Finally, we note that the proposed plan calls for specified and agreed-upon delays in the time the inquirer will take to return telephone calls, and otherwise contains certain restrictions on the extent of work to be performed. The inquirer should at all times be mindful of — and nothing in the plan relieves the inquirer from — the obligation, as set forth in DR 6-101, not to handle a legal matter without preparation adequate in the circumstances and not to neglect entrusted legal matters. We express no opinion on the implications of a limitation on the nature or scope of an engagement for legal malpractice or other civil liability purposes.

2. Advertising.
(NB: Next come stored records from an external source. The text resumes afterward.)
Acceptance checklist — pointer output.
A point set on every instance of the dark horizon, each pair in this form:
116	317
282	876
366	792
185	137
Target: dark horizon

The inquirer should be careful to comply with the requirements of DR 2-102 both with respect to the format and content of any advertising, as well as with the requirements for filing of copies with the applicable Departmental Disciplinary or Grievance Committee. In particular, the Committee is troubled by the inquirer’s concept of a fee discount being offered to plan participants for work not covered by the plan. What are the inquirer’s “standard hourly rates or flat fees”? DR 2-101(c)(4) authorizes advertising of a range of fees for services, hourly rates and fixed fees. To the extent that advertising a discount from a standard flat fee constitutes advertising a fixed fee, DR 2-101(E) requires a written statement be available to the public “clearly describing the scope of each advertised service,” which statement must be delivered to the client “at the time of retainer for any such service.” Advertising a discount from an unstated hourly rate or fixed fee is only half of the equation and might be considered misleading or, if no standard fee schedule and service description in fact exists, untruthful.


For the foregoing reasons, the questions presented are answered in the negative.